Badenheim 1939
"A la porte de la ville, on avait dressé une barrière. Personne n'entrait ni ne sortait. Toutefois, la porte n'était pas totalement fermée. Les laitiers livraient le lait le matin et le camion des maraîchers déchargeait des cageots à l'hôtel ; les deux cafés étaient ouverts, l'orchestre jouait tous les soirs. Cependant on avait l'impression qu'un autre temps, différent du temps régional, pénétrait dans la place et s'installait en silence".
Printemps 1939. Comme chaque année, la station thermale autrichienne de Badenheim voit arriver les habitués pour une nouvelle saison. Papenheim l'impresario est là, toujours énervé, ne sachant pas s'il arrivera à faire venir à temps les artistes qu'il a invités. Le grand Mandelbaum, violoniste, est attendu pour le festival de musique et occupe toutes les conversations. Les deux prostituées locales, Sallie et Gertie sont là aussi et le directeur de l'hôtel se met en quatre pour satisfaire tout le monde.
Mais nous sommes en 1939. Dans cette ambiance légère et frivole, deux fonctionnaires font irruption, chargés du recensement de tous les juifs présents, sous un prétexte sanitaire. Les rumeurs commencent à circuler, il est question d'une "délocalisation" en Pologne. Certains y voient un pays arriéré alors que d'autres le parent de toutes les vertus, sur la foi de souvenirs d'enfance.
L'ambiance se délite peu à peu, si au début rien ne paraît changer, les restrictions de déplacement se font plus sévères, l'isolement se précise, le ravitaillement se raréfie. Dans ce contexte, les relations entre les visiteurs changent, des idylles se nouent, des disputes éclatent, mais tous refusent de voir la réalité de ce qui se trame, s'aveuglant sur les objectifs poursuivis.
Les dernières pages du roman contrastent fortement avec ce qui a précédé, souvent métaphorique, plus d'échappatoire, la machine de destruction est en route.

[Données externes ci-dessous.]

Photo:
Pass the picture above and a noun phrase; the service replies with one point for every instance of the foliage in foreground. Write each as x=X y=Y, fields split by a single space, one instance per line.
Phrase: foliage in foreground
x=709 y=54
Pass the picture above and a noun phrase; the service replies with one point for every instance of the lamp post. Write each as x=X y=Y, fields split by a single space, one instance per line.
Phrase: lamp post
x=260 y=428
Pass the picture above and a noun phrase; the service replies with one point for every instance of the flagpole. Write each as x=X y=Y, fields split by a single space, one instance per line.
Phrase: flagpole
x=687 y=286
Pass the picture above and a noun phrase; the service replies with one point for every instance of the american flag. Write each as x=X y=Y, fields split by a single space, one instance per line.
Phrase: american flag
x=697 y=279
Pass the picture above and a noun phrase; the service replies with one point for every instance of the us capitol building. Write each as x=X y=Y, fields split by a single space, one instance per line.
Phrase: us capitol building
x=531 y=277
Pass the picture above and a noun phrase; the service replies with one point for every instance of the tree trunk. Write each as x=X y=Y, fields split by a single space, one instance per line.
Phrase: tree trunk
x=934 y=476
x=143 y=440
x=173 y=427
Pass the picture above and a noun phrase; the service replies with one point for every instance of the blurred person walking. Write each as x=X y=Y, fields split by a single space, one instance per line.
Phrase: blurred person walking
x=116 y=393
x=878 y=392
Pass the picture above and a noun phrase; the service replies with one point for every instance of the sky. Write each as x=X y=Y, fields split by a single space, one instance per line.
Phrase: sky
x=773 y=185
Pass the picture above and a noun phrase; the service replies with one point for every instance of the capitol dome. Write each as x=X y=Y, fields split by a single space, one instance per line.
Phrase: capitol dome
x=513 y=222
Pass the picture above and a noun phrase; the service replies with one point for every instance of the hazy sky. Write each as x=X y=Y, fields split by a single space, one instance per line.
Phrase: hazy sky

J'ai eu plaisir à retrouver l'écriture de l'auteur, si fluide et précise, j'ai pourtant eu du mal à entrer dans ce roman-là, à l'atmosphère étrange et irréelle. Les personnages m'ont paru lointains, comme étrangers à leur histoire, d'où la difficulté d'éprouver de l'empathie pour eux. Une légère déception, ce qui n'enlève rien à l'immense talent d'Aharon Appelfeld.